Inoltre nella stessa carta d’intenti, sottoscritta da tutti i partiti della coalizione, si entra nello specifico sulle modalità per costruire questa Europea federale e democratica. Si propongono “nuove istituzioni comuni, dotate di una legittimazione popolare e diretta”, anche attraverso “un patto tra le principali famiglie politiche europee”. E continua: “la prossima sarà una legislatura costituente in cui il piano nazionale e quello continentale saranno intrecciati stabilmente. Una legislatura nella quale l’orizzonte ideale degli Stati Uniti d’Europa dovrà iniziare ad acquistare concretezza in una nuova architettura istituzionale dell’eurozona.”

La causa dell’unità europea diviene la ragione essenziale per cui la coalizione dei progressisti in Italia potrebbe cercare un accordo di legislatura con tutte quelle forze “europeiste”, moderate e liberali, al fine di “collocare il progetto di governo italiano nel cuore della sfida europea, alternativo alle regressioni nazionaliste, anti-europee e populiste, da sempre incompatibili con le radici di un’Europa federale, democratica, aperta, inclusiva.”

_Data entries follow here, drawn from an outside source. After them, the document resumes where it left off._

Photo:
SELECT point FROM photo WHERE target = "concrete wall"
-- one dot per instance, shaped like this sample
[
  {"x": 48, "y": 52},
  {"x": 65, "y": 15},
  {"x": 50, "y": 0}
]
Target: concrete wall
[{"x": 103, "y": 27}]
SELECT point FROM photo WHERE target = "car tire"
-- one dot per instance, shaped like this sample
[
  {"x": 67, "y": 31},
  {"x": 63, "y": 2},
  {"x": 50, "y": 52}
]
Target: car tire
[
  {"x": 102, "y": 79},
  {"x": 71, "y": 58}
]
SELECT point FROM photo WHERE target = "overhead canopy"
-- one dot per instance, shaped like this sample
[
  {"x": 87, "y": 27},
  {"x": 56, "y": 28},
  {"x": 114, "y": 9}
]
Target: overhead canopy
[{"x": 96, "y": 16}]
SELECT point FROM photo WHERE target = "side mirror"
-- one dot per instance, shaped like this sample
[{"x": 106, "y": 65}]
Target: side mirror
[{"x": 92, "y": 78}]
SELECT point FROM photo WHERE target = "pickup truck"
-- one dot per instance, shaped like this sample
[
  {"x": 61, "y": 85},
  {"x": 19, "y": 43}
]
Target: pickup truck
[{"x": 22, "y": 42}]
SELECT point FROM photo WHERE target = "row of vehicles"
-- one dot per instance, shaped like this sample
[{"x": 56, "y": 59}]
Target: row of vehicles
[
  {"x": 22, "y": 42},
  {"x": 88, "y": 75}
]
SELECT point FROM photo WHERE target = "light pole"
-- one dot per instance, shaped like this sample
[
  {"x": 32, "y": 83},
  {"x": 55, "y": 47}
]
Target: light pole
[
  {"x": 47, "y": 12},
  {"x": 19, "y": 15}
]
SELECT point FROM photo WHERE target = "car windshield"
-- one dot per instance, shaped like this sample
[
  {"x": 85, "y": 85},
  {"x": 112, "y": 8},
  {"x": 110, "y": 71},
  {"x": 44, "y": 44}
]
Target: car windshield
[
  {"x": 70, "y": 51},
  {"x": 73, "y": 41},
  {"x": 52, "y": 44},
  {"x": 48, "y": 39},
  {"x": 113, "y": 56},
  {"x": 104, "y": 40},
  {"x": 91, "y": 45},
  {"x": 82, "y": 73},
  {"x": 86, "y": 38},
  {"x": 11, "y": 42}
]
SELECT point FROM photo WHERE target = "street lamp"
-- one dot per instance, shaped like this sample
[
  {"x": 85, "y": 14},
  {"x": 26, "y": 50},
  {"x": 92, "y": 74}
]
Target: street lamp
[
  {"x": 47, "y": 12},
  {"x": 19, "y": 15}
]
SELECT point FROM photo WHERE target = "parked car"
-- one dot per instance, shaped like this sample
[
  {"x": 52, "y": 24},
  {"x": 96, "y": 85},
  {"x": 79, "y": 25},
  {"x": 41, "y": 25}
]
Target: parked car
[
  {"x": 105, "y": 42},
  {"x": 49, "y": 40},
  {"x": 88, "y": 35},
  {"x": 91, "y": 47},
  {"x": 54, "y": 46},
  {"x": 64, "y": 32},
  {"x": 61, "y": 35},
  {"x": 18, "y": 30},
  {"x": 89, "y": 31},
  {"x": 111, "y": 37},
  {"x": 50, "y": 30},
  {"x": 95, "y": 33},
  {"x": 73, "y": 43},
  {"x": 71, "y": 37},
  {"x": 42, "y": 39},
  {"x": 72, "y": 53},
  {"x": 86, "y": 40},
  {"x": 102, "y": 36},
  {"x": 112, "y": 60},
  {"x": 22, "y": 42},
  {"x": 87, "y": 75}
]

Anche i singoli candidati hanno seguito questo approccio sui temi dell’integrazione europea. Addirittura il non candidato Sandro Gozi, a cui sono mancate poche firme dei componenti dell’Assemblea nazionale del PD per presentare ufficialmente la propria candidatura, aveva posto l’obiettivo della Federazione europea come la ragione della sua discesa in campo in nome della “Generazione Erasmus”. Ma anche Bruno Tabacci ha sottolineato piu volte la priorità ineludibile degli Stati Uniti d’Europa; Laura Puppato ha spesso richiamato l’importanza dell’utilizzo di tutti i fondi comunitari a nostra disposizione; Nichi Vendola, infine, ha citato spesso la lucida utopia di Altiero Spinelli e di una Unione europea non all’altezza degli ideali progressisti e federalisti europei del Manifesto di Ventotene, fino a giungere alla provocazione che questa Europa non avrebbe dovuto ritirare il premio nobel per la pace, vista l’assenza di una sua funzione di pace negli attuali scenari di guerra in medio oriente.

Ora la vera speranza è che il ballottaggio si possa giocare su temi concreti come questi e non su fattori superficiali che lasciano il tempo che trovano riguardo le scelte di fondo che ci attendono. Pierluigi Bersani punta molto sulla solidità dei suoi rapporti con gli altri progressisti europei, e propone la creazione di un’azione comune con questi per incentivare la crescita, gli investimenti e l’occupazione in modo da capovolgere la tendenza e far uscire il continente dalla crisi. Matteo Renzi propone un nuovo sistema di investimenti e di opportunità soprattutto per i giovani, e si rifà a quel mondo della rete che come mentalità è gia completamente in Europa. Entrambi richiamano l’esigenza e la volontà di costruire quanto prima gli Stati Uniti d’Europa, ma non vi è ancora stata occasione di sentirli confrontare riguardo a complicati problemi che si ritroverebbero d’improvviso a gestire, come ad esempio il mancato accordo sul bilancio comunitario, gli aiuti alla Grecia o le riforme istituzionali necessarie per avvicinare l’Unione europea ai suoi cittadini.

In definitiva anche le primarie del centro sinistra corrono il rischio di vivere quel provincialismo che ha dominato gli ultimi 20 anni tutta la politica italiana: o si capisce che ormai la globalizzazione ha imposto un livello di azione economica-finanziaria che la politica non è in grado di gestire autonomamente senza una azione comune europea, oppure le stesse forme di democrazia che conosciamo oggi possono essere messe a rischio. L’arena della politica ormai è europea e il come, il quando e chi in Italia dia piu garanzie nel conseguimento dell’obiettivo ultimo degli Stati Uniti d’Europa dovrebbe essere il criterio di scelta, non solo per le primarie, ma per qualsiasi occasione di voto che si preannuncia nel prossimo futuro.